Lorsque la spéculation et les constructions hâtives détruisent un tissu urbain par ailleurs déjà délicat, ils privent la population d’une partie de son identité.

À Zurich, on n’a pas été en reste : en 1900, on a rasé d’un seul coup le vénérable quartier du Chratz, situé sur la rive gauche de la Limmat. On l’a remplacé par la Banque nationale et une demi-douzaine de bâtiments massifs occupés par des bureaux, des banques et des magasins de luxe. Près de 120 ans plus tard, le lieu ne s’en est toujours pas remis : il est mort, et reste mort.

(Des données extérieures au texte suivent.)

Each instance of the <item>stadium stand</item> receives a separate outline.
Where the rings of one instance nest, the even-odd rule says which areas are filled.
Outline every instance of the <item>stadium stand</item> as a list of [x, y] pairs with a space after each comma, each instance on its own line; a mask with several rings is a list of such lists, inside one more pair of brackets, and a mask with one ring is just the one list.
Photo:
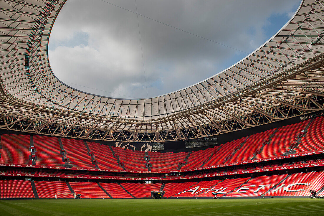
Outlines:
[[274, 156], [282, 155], [288, 150], [289, 147], [296, 138], [300, 131], [304, 129], [309, 120], [281, 127], [267, 144], [261, 152], [255, 157], [257, 160]]
[[0, 179], [0, 198], [34, 198], [30, 181]]
[[206, 181], [198, 182], [175, 195], [178, 197], [192, 197], [206, 191], [210, 187], [219, 183], [220, 180]]
[[205, 192], [195, 196], [195, 197], [212, 197], [214, 196], [213, 194], [214, 193], [217, 193], [218, 197], [222, 197], [236, 189], [250, 179], [250, 178], [242, 178], [225, 179]]
[[187, 159], [187, 163], [181, 168], [186, 170], [199, 167], [202, 162], [209, 157], [211, 154], [216, 150], [220, 146], [215, 146], [206, 149], [193, 151]]
[[179, 164], [188, 154], [188, 152], [148, 152], [152, 164], [152, 171], [176, 170]]
[[324, 172], [295, 173], [265, 196], [307, 196], [309, 191], [318, 191], [324, 186]]
[[243, 137], [226, 143], [216, 154], [213, 155], [210, 160], [204, 164], [204, 166], [221, 164], [225, 161], [227, 157], [233, 153], [236, 148], [243, 143], [247, 138]]
[[83, 168], [96, 168], [91, 158], [88, 155], [88, 150], [83, 141], [78, 139], [62, 138], [62, 144], [73, 167]]
[[95, 159], [98, 162], [98, 166], [100, 168], [108, 168], [112, 170], [121, 169], [121, 166], [114, 158], [109, 146], [92, 142], [87, 142], [91, 152], [93, 153]]
[[225, 197], [257, 197], [267, 192], [279, 183], [287, 175], [277, 175], [254, 177], [237, 190]]
[[112, 146], [111, 148], [119, 157], [126, 170], [145, 171], [147, 170], [145, 166], [145, 153], [143, 151], [129, 150]]
[[0, 163], [31, 164], [30, 137], [21, 134], [2, 134]]
[[151, 197], [151, 192], [159, 190], [162, 184], [121, 183], [121, 185], [135, 197], [143, 198]]
[[295, 149], [296, 153], [308, 150], [324, 150], [324, 116], [316, 118]]
[[[35, 186], [40, 198], [54, 198], [57, 191], [69, 191], [69, 187], [65, 182], [48, 181], [35, 181]], [[72, 193], [61, 195], [61, 198], [73, 198]]]
[[62, 166], [64, 162], [57, 138], [33, 135], [33, 139], [37, 150], [37, 164]]
[[105, 190], [113, 198], [133, 198], [117, 183], [101, 182], [100, 184]]
[[173, 196], [177, 197], [176, 195], [181, 191], [185, 190], [191, 186], [197, 184], [197, 182], [181, 182], [179, 183], [167, 183], [165, 184], [163, 190], [165, 193], [163, 197], [170, 197]]
[[269, 138], [274, 130], [275, 129], [271, 129], [250, 136], [242, 147], [237, 150], [233, 156], [227, 160], [226, 163], [251, 160], [257, 150], [261, 148], [262, 143]]
[[81, 194], [84, 198], [109, 198], [107, 195], [95, 182], [69, 182], [77, 194]]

En 1955 encore, on a détruit tout un quartier ancien situé à côté du Kunsthaus, et on l’a remplacé par une aile en béton du musée lui-même, qui abrite sans doute des chefs-d’œuvre, mais qui ferme à cinq heures, et ne peut pas rivaliser avec le grouillement d’un quartier habité. Les bistrots, les boutiques, les artisans, toute une vie colorée a été remplacée par un restaurant moderne modérément fréquenté ; ici aussi, toute vie a disparu. Le soir, c’est désert.

Lorsque Haussmann a coupé Paris en tranches pour créer les boulevards (et rendre plus aisé le tir du canon en cas de nouveau soulèvement comme la Commune) des pans entiers de quartier ont été détruits, mais la vie n’a pas disparu ; le tissu urbain était blessé mais non tué, autour des boulevards les gens sont restés et ont bientôt absorbé les boulevards eux-mêmes. Cela est encore parfois possible lorsque le centre d’une ville est suffisamment grand. Mais pour une ville moyenne comme Zurich, faire disparaître des quartiers entiers, c’est supprimer la vie.

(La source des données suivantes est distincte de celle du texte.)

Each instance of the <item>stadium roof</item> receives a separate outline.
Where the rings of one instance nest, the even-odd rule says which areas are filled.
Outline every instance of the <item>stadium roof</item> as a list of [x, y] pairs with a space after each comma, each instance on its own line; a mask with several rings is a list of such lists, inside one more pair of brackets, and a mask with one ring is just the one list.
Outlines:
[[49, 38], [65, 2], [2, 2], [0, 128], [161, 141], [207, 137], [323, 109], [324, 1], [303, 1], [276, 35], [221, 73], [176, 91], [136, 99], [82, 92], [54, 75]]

La réussite absolue, ce sont des villes comme Amsterdam où, pour des raisons de sécurité, le contrôle est strict.

En réalité, comme le fait l’Unesco pour les sites du monde, il faudrait considérer que ce qui est aujourd’hui le centre des villes et était autrefois la cité tout entière est un chef-d’œuvre de l’humanité.

Car lorsque la spéculation et les constructions hâtives (faites pour répondre à des intérêts ou des besoins immédiats sans considérer les conséquences à long terme) détruisent un tissu urbain par ailleurs déjà délicat, ils privent la population d’une partie de son identité, des repères qui contribuent à faire de chacun de nous un citoyen responsable et équilibré.

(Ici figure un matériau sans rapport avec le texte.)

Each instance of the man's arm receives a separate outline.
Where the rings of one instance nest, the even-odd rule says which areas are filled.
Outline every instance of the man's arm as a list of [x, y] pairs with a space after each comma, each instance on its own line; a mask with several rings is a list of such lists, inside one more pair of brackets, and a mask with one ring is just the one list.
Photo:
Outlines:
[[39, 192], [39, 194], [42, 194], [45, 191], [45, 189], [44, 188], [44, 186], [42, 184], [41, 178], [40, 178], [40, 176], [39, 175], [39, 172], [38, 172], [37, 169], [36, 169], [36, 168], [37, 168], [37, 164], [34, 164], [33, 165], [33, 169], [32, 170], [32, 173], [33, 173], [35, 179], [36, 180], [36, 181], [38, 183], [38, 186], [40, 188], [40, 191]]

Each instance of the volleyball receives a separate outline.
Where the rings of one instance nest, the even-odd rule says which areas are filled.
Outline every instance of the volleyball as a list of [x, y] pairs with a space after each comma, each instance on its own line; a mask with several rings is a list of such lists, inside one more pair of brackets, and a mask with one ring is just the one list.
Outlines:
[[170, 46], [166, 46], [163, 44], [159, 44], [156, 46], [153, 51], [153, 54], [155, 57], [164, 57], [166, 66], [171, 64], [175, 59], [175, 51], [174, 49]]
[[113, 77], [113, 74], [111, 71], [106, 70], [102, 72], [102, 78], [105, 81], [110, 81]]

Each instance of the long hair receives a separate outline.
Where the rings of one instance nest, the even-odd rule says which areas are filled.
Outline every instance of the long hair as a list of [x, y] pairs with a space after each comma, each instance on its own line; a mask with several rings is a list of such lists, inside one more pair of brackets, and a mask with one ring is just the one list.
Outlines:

[#1] Pour une excellente description de l’évolution des villes à travers les époques, on lira avec profit Lewis Mumford La Cité dans l’histoire (Paris 2011). Par l’analyse de la formation des regroupements urbains, ce classique fait apparaître les limites démographiques, technologiques et économiques au-delà desquelles la cité ne rend plus possible la survie d’une unité communautaire. Critique d’une organisation économique qui sacrifie le progrès de l’humanité au perfectionnement des machines, l’auteur revient au souci du bien public, à la recherche d’un équilibre écologique et à la coopération sociale comme base de notre milieu de vie.